I’m trying to implement the singular value decomposition algorithm which factorises a matrix, M^(e,f), into three matrices U^(e,e), S^(e,f) and V^(f,f), such that M= U S V^T where U and V are orthonormal matrices and S a diagonal matrix by phrasing the problem as an optimisation one.
I create three 3 loss functions; one for the reconstruction error, one for the diagonal constraint on S, and one for the orthonormality constraint on U and V.
I understand there are algorithmic approaches to the problem of SVD and torch implements it too, but I’m trying to see if you can also solve it through optimisation.
Here is my code:
import torch
import torch.distributions as d
from functools import reduce
import math
STEPS = 100
STEP_SIZE = 0.0000000001
product = lambda x,y : x*y
dims = (44,8)
probs = torch.Tensor([1] * 50)
probs = (1/probs.sum() ) * probs
def loss_non_orthormality(X):
sim = X.T @ X
# cols span orthonormal basis: sim ----> off-diagonal elements should be zero
# '' ----> diagonal elements should all be 1
sim_diag= torch.diagflat(sim.diag())
idt = torch.eye(X.shape[0])
non_normal = sim_diag - idt
sim_off_diag = sim - sim_diag
l1 =torch.mean(torch.square(non_normal))
l2= torch.mean(torch.square(sim_off_diag))
return l1 + l2
def loss_off_diagonal(S):
zeros = torch.zeros(size=(S.shape[0]-torch.diagflat(S.diag()).shape[0],S.shape[1] ))
diag= torch.diagflat(S.diag())
S_diag = torch.vstack([diag,zeros])
non_zero = S - S_diag
l = torch.mean(torch.square(non_zero))
return l
def loss_reconstruction(m, U,S,V):
mr = m - (U @ S @ V.T)
l = torch.mean(torch.square(mr))
return l
def func_weighting(f1,f2,f3,f4,w1=0.06,w2=0.00,w3=0.00,w4=0.00):
return w1*f1 + w2*f2 + w3*f3 + w4*f4
# Stopping conditions
stop = lambda err, patience: True if all([e == err[-patience:][0] for e in err[-patience:]]) else False
patience = 5
err = []
def fit():
M = torch.Tensor([d.categorical.Categorical(probs=probs).sample() for _ in range(reduce(product,dims))]).reshape(dims)
U = torch.Tensor([d.categorical.Categorical(probs=probs).sample() for _ in range(reduce(product,(dims[0],dims[0])))]).reshape((dims[0],dims[0]))
S = torch.Tensor([d.categorical.Categorical(probs=probs).sample() for _ in range(reduce(product,dims))]).reshape(dims)
V = torch.Tensor([d.categorical.Categorical(probs=probs).sample() for _ in range(reduce(product,(dims[1],dims[1])))]).reshape((dims[1],dims[1]))
U.requires_grad = True
S.requires_grad = True
V.requires_grad = True
for s in range(STEPS):
loss = func_weighting(loss_reconstruction(M, U,S,V),
loss_off_diagonal(S),
loss_non_orthormality(U),
loss_non_orthormality(V))
loss.backward()
print(f"Step {s} loss: {loss.data}")
U = U - STEP_SIZE * U.grad
S = S - STEP_SIZE * S.grad
V = V - STEP_SIZE * V.grad
U.grad = torch.zeros_like(U)
S.grad = torch.zeros_like(S)
V.grad = torch.zeros_like(V)
err.append(loss.data)
if math.isnan(loss.data):
print("fitting Diverged")
raise RuntimeError("Loss became infinity and thereby NotANumber; Nan")
if stop(err, patience) and s > patience + 1:
return (M, U, S, V)
M, U,S,V = fit()
The loss weighting function exists because when all equal, the fitting diverges.

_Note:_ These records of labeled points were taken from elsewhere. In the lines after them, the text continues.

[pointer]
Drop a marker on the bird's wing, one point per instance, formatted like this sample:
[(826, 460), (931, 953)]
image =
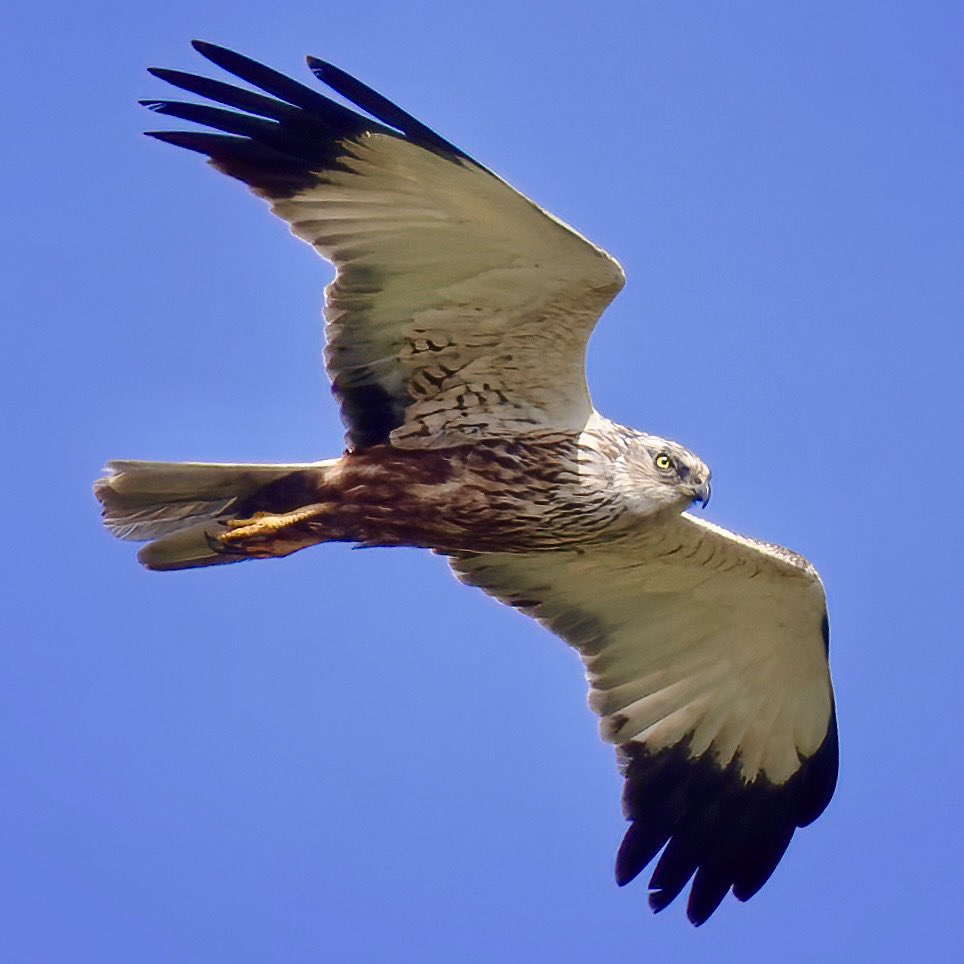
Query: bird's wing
[(459, 309), (706, 656)]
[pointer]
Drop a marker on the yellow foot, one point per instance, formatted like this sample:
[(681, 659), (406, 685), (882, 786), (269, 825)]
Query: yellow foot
[(263, 526)]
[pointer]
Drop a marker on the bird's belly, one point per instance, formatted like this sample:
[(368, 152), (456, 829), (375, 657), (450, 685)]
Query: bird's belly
[(514, 495)]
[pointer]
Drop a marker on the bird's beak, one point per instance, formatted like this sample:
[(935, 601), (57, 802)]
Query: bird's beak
[(701, 493)]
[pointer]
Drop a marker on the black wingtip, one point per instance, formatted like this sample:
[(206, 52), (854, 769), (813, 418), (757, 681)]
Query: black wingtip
[(317, 66)]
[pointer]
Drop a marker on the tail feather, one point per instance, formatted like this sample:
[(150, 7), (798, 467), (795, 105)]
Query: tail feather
[(180, 505)]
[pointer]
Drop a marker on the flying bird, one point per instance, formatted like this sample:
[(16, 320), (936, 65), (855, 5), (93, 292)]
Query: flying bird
[(456, 330)]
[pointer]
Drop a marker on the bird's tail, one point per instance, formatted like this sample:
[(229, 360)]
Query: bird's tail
[(181, 507)]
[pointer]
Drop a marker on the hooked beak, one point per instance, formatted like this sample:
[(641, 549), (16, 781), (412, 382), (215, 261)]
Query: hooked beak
[(701, 493)]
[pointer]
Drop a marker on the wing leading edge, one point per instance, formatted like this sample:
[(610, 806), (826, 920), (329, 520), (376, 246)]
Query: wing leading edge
[(706, 656), (460, 310)]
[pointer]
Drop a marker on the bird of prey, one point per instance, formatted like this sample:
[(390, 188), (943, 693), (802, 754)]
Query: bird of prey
[(456, 332)]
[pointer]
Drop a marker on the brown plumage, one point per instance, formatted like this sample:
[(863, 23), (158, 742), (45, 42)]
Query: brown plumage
[(456, 333)]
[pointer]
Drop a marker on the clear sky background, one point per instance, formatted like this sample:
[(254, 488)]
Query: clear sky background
[(345, 756)]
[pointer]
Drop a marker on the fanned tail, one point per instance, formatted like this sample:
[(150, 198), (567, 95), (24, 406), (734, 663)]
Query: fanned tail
[(181, 507)]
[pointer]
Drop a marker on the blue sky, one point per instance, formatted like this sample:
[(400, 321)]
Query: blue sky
[(346, 756)]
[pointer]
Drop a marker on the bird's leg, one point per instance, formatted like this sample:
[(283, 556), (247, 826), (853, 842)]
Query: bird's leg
[(266, 525)]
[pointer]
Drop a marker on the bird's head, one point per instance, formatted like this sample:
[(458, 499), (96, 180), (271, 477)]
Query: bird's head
[(658, 475)]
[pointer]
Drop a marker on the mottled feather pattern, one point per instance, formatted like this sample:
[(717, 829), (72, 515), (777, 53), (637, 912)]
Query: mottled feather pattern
[(456, 329)]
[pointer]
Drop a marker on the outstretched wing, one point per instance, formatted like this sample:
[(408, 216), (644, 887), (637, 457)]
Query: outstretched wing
[(459, 309), (706, 655)]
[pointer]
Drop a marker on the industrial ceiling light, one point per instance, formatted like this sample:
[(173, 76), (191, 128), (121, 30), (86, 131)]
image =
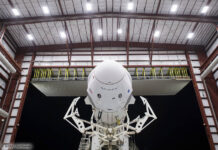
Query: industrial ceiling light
[(119, 31), (204, 9), (88, 6), (130, 5), (174, 8), (99, 31), (157, 33), (45, 10), (63, 35), (15, 12), (190, 35), (30, 37)]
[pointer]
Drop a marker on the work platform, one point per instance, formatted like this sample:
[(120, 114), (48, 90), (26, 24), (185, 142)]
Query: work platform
[(146, 80)]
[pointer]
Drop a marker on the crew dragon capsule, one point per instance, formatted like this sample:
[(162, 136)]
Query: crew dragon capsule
[(109, 93)]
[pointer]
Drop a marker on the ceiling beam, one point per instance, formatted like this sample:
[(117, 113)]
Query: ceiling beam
[(39, 19), (160, 46)]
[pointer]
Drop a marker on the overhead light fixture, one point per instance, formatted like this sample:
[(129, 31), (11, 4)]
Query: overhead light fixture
[(30, 37), (99, 31), (119, 31), (130, 5), (174, 8), (157, 33), (88, 6), (45, 10), (190, 35), (15, 12), (63, 35), (204, 9)]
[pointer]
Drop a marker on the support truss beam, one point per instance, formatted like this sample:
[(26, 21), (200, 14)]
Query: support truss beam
[(189, 18), (160, 46)]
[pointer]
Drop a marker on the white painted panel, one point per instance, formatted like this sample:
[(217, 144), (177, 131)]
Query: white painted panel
[(17, 103), (25, 65), (9, 130), (21, 87), (210, 121), (23, 79), (7, 138), (213, 129), (215, 75), (196, 70), (193, 57), (200, 86), (205, 102), (14, 112), (195, 63), (24, 72), (19, 95), (215, 138), (12, 122), (27, 58), (203, 94), (2, 83), (207, 111), (198, 78)]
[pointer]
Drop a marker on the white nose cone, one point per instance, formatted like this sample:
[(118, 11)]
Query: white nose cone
[(109, 86)]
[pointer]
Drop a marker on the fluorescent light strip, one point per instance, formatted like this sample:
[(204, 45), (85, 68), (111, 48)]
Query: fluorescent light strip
[(45, 10), (63, 35), (88, 6), (119, 31), (15, 12), (99, 32), (30, 37), (130, 6), (174, 8), (190, 35), (157, 33), (204, 9)]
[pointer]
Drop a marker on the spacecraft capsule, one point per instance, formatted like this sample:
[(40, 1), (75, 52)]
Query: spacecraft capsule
[(109, 86)]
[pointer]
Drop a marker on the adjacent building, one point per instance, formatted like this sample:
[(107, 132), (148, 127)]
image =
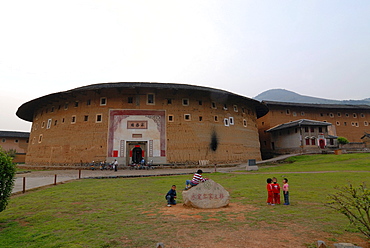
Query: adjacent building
[(17, 142), (349, 121), (162, 123)]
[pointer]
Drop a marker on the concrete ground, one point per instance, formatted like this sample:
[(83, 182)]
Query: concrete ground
[(35, 179)]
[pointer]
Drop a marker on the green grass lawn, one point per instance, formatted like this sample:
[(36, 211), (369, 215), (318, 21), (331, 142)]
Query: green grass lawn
[(127, 212)]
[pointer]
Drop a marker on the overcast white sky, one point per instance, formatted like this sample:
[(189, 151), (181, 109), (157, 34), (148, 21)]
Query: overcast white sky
[(316, 48)]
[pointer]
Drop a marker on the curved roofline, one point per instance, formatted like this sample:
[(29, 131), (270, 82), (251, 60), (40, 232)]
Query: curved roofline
[(26, 110), (317, 105)]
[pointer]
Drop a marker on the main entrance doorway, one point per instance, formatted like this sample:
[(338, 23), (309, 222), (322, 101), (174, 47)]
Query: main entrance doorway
[(136, 151)]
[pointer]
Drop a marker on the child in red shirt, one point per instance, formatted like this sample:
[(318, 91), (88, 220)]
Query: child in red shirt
[(276, 190), (270, 193)]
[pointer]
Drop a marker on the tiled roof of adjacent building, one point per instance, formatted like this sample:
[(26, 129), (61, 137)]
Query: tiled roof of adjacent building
[(27, 109), (298, 123), (14, 134), (314, 105)]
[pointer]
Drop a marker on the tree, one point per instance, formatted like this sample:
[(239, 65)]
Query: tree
[(355, 204), (7, 173)]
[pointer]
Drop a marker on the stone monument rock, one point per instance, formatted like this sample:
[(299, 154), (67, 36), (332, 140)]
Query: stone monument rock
[(208, 194)]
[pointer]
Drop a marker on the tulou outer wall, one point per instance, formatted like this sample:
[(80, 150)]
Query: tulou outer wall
[(80, 126)]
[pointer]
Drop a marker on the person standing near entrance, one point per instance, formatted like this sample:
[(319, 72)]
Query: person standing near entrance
[(115, 165)]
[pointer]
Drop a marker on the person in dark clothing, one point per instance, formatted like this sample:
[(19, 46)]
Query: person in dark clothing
[(170, 196)]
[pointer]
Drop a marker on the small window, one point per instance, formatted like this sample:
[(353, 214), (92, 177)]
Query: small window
[(103, 101), (226, 122), (231, 120), (99, 118), (49, 124), (150, 99)]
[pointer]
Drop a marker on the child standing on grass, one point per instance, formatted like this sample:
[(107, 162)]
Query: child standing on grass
[(276, 190), (170, 196), (286, 191), (270, 193)]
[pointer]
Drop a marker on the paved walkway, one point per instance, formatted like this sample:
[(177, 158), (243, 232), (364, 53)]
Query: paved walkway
[(36, 179)]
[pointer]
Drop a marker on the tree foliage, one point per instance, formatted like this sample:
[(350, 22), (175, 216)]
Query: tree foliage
[(7, 173), (355, 204)]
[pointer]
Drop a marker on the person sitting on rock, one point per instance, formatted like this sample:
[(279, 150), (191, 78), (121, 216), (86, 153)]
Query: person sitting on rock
[(197, 178), (170, 196)]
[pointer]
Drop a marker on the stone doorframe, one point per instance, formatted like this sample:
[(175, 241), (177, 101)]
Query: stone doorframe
[(130, 145)]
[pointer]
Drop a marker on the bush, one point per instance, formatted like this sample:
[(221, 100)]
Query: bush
[(7, 173), (355, 204)]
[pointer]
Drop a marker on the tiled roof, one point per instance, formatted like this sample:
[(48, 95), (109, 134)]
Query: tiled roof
[(314, 105), (298, 123), (27, 109), (14, 134)]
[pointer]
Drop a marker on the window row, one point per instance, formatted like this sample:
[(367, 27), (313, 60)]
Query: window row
[(72, 120), (3, 140), (227, 121), (150, 100), (353, 123), (332, 115)]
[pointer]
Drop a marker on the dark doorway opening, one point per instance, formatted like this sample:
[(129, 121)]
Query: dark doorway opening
[(137, 155)]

It’s only when the losses are weighted around a tenth of their actual value the script converges but even then, it does so in two steps.
Any chance anybody has any ideas on whether it’s feasible to do? Or if I’m just missing something obvious. I’ve tried different step sizes/ learning rates but they all diverge/converge in one/two steps.